Feb 2 2006
Researchers at the University of Rochester Medical Center has announced that they have launched a study to determine whether an experimental drug, rimonabant, can slow atherosclerosis, the fatty build-up in arteries that creates heart attack risk.
In recent studies, rimonabant has been shown to decrease body weight, improve abnormal levels of blood sugars and fats (cholesterol) and to help willing patients quit smoking. Now researchers hope to add coronary artery disease (CAD), atherosclerosis within the arteries of the heart, to the list of maladies addressed. A decision on whether rimonabant is safe and effective and if so, for which uses, is expected from the U.S. Food and Drug Administration in 2006.

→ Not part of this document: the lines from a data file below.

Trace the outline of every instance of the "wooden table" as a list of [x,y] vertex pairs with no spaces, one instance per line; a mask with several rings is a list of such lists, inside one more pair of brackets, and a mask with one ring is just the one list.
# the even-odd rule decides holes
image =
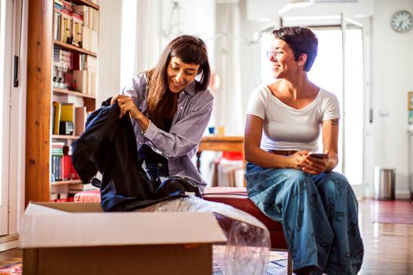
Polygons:
[[[242,135],[207,135],[202,137],[196,153],[196,167],[200,170],[201,154],[203,151],[241,152],[244,156],[244,137]],[[245,157],[244,167],[245,168]],[[244,182],[245,185],[245,182]]]

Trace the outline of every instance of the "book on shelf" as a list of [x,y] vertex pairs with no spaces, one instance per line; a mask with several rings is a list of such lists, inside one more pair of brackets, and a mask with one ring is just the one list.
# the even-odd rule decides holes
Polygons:
[[87,5],[54,1],[56,41],[97,52],[99,11]]
[[85,131],[86,119],[86,107],[76,107],[74,109],[74,135],[81,135]]
[[53,102],[53,113],[52,113],[52,133],[53,135],[59,135],[59,125],[61,120],[61,103],[57,101]]
[[79,192],[89,191],[91,190],[99,190],[99,188],[94,187],[90,184],[70,184],[67,192],[69,194],[76,194]]
[[61,121],[74,121],[74,104],[61,103]]

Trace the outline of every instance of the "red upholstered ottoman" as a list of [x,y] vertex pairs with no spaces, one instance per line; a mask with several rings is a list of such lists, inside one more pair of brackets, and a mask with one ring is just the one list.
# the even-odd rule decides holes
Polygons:
[[264,223],[270,232],[271,248],[286,250],[287,244],[281,223],[266,217],[249,199],[244,187],[207,187],[202,195],[204,199],[229,204],[254,216]]
[[74,202],[100,202],[100,190],[98,189],[79,192],[74,195]]

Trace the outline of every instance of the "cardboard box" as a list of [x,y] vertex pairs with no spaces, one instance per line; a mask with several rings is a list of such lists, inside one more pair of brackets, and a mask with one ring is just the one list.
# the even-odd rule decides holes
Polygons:
[[226,238],[212,213],[103,212],[98,203],[30,203],[21,219],[30,274],[211,274]]

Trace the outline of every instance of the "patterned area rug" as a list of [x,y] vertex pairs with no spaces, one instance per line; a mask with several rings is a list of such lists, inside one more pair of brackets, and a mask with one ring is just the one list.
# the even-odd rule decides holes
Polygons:
[[21,274],[21,262],[14,263],[9,265],[0,267],[0,275]]
[[[270,252],[270,258],[266,275],[284,275],[287,274],[287,252]],[[213,263],[212,265],[213,275],[225,275],[220,265]]]

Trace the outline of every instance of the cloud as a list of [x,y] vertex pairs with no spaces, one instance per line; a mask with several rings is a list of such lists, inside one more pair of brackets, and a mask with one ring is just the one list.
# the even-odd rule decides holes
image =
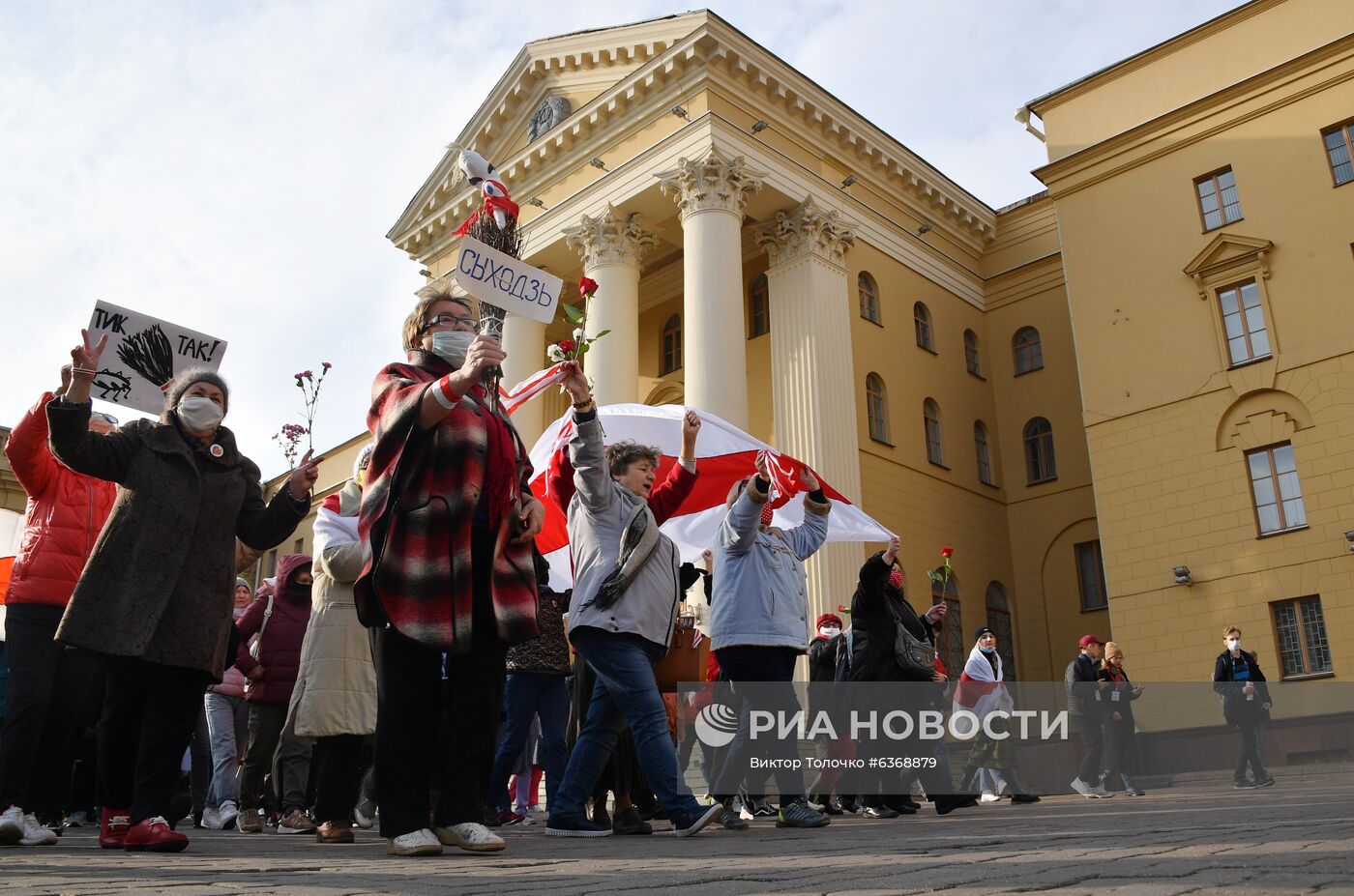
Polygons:
[[[990,204],[1039,189],[1034,95],[1227,4],[739,3],[719,9]],[[0,421],[96,298],[229,341],[227,425],[265,475],[334,364],[315,444],[364,426],[418,265],[385,238],[521,45],[658,3],[8,4],[0,11]]]

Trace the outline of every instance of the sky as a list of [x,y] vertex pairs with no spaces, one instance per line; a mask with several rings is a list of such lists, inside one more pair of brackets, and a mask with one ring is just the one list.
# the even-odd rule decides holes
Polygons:
[[[1238,3],[711,8],[1001,207],[1043,188],[1029,172],[1044,148],[1014,110]],[[226,340],[226,425],[265,478],[286,470],[271,437],[303,410],[298,371],[333,364],[315,448],[357,434],[424,282],[385,234],[513,57],[540,38],[684,11],[0,4],[0,425],[57,386],[103,299]]]

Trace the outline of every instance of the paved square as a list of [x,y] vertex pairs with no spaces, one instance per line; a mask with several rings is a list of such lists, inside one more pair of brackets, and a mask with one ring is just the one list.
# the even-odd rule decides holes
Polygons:
[[[91,828],[58,846],[0,851],[0,892],[114,895],[753,893],[1354,895],[1354,773],[1288,774],[1266,790],[1229,782],[1147,797],[1052,797],[898,820],[845,816],[823,831],[709,831],[692,839],[567,841],[506,828],[496,857],[391,858],[305,836],[192,831],[179,855],[102,851]],[[662,823],[659,823],[662,824]]]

Unlike previous cholesterol drugs that treat some aspect of blood or blood vessel walls, rimonabant is a cannabinoid receptor antagonist, which exerts its effect in parts of the brain that control appetite and addictive behaviors. Results of previous studies show that rimonabant reduces triglycerides and increases HDL-C, or "good" cholesterol, independent of weight loss. The new study, titled STADIVARIUS (Strategy to Reduce Atherosclerosis Development Involving Administration of Rimonabant- The Intravascular Ultrasound Study), will explore whether these effects will impact the progression of atherosclerosis.
"Obesity, diabetes, high cholesterol and coronary artery disease have all reached epidemic proportions to become leading causes of death despite being largely preventable," said Frederick S. Ling, M.D., director of the Cardiac Catheterization Laboratory, associate professor of Medicine at the medical center and principal investigator for STRADIVARIUS. "These risk factors, called metabolic syndrome when combined in one person, feed off each other and are made much worse by smoking. New approaches are urgently needed, and our lab has the tools to measure accurately whether new treatments actually slow the progression of coronary artery disease."
Specifically, people with metabolic syndrome have at least three of the following risk factors: abdominal obesity, high blood pressure, insulin resistance/high blood sugar (precursor to diabetes), and blood lipid disorders (high triglycerides or low good cholesterol (HDL-C)). The 50 million Americans with the syndrome are at increased risk for CAD, which takes 500,000 lives per year, according to the American Heart Association. By further worsening disease in coronary arteries, smoking puts 47 million Americans at even greater risk.